To Have Health
We cite one of Dostoevsky’s characters who was facing a fatal illness, and who had this to say concerning health: “Oh, now I don’t care, now I’ve no time to be angry,” he said, “but …how I used to dream …how I longed to be turned out into the street … to be deserted and utterly alone, without lodging, without work, without a crust of bread, without relations, without one friend in a great town, hungry, beaten … but healthy … then I would show them.”1
This poignant utterance on the priceless blessing of health suggests much that is sobering.

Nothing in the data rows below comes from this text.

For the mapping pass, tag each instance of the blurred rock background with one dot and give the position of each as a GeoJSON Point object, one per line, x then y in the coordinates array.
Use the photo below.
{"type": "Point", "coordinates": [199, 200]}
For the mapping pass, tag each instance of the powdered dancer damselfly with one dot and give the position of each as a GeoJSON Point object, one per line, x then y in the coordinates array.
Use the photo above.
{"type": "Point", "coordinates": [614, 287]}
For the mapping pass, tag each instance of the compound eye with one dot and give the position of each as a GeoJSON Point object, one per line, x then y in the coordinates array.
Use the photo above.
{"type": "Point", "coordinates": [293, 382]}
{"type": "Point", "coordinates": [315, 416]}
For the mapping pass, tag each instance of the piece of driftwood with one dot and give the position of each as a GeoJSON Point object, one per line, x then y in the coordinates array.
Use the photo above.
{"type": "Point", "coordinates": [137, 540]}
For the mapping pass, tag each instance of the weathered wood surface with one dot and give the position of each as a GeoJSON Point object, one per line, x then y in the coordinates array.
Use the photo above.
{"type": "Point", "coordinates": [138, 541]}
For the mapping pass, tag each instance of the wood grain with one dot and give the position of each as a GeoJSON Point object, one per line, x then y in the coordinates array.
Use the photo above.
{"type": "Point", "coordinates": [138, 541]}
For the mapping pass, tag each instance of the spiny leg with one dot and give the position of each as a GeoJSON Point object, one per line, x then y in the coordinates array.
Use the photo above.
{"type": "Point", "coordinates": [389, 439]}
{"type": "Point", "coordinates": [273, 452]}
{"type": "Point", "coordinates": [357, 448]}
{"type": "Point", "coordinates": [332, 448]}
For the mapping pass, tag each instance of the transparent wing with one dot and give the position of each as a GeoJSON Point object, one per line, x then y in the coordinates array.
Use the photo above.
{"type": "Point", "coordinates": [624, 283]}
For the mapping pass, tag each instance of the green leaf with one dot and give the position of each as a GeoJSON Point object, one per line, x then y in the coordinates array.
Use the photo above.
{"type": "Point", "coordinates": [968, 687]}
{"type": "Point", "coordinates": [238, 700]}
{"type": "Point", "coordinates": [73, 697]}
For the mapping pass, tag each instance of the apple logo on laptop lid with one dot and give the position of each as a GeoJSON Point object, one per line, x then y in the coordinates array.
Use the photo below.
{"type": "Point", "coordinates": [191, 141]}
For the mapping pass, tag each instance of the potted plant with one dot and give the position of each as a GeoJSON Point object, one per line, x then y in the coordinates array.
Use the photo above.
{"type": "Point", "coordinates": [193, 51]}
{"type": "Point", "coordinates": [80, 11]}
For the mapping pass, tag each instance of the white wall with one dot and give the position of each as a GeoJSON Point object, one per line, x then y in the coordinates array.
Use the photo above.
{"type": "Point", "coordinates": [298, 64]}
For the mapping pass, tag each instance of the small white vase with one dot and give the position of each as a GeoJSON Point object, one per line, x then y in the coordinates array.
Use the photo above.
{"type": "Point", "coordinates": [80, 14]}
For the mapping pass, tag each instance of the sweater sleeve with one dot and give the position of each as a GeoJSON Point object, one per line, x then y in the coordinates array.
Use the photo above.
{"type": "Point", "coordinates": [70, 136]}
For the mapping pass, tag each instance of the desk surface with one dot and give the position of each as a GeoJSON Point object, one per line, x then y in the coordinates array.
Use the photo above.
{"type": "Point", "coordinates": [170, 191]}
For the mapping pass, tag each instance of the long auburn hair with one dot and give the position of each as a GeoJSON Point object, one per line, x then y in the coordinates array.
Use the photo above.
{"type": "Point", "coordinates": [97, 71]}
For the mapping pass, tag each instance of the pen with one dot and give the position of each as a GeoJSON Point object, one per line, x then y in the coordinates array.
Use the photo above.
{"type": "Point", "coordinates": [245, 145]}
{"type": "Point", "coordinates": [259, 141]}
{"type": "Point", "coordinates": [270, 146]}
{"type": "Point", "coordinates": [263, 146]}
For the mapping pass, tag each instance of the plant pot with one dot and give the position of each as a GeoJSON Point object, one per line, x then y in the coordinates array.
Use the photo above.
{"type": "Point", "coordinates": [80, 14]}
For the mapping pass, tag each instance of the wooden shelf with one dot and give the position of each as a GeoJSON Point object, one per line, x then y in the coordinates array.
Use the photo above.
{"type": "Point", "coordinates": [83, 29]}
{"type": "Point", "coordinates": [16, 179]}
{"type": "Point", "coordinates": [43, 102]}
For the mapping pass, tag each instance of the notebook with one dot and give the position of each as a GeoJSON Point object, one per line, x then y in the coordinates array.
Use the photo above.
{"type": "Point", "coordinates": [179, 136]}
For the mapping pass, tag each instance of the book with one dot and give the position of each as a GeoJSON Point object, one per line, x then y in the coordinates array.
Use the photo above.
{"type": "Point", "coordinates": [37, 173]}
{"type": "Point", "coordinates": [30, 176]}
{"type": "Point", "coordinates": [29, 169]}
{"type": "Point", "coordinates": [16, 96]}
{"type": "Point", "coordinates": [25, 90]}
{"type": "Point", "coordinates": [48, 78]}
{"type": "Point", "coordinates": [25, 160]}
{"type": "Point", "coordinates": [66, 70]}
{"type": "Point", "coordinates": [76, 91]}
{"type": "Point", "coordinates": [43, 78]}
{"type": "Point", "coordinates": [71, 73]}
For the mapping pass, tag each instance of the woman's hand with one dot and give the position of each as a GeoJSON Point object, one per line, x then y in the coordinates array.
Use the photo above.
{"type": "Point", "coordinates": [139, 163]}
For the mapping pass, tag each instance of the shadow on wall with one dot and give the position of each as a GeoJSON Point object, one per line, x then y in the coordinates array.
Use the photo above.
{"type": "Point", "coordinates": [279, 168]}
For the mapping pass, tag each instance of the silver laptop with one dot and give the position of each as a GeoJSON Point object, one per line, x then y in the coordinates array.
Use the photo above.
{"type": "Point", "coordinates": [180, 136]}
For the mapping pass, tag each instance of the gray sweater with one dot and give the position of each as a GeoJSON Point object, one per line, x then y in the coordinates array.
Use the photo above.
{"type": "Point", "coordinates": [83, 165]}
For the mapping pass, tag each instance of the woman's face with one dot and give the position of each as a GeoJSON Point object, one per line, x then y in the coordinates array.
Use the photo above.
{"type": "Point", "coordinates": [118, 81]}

Ill health may come, of course, through unavoidable misfortune; but it can also come, unfortunately, from neglect, indifference, indulgence, uncontrolled appetites and harmful habits, and a variety of circumstances and situations that we could have avoided - and this is the more pity, since this wondrously functioning physical body which we have been given is precious beyond price.
What fine, interacting function there is between spirit and mind and body, and all else that makes up a man! No one can fully define it, or draw sharp lines of separation, but whatever is temporal, whatever is eternal, there should be intelligent use, intelligent care toward healthy, happy, effective functioning, without cluttering mind or spirit or our physical faculties, with anything that would detract from health or impair our capacity.
We have an obligation to know the laws of health so far as we can and to live temperately – with prudence and thanksgiving, with respect and gratitude, avoiding anything that would make us less than wholesomely alive or responsibly alert. It is utter wicked unwisdom to do anything that would make us less than our healthiest and happiest.
Respect, caution, and common sense should keep us from indulging or abusing or ignoring the wondrous, finely functioning physical faculties that God has given – the only ones we will ever have within the limits of this life.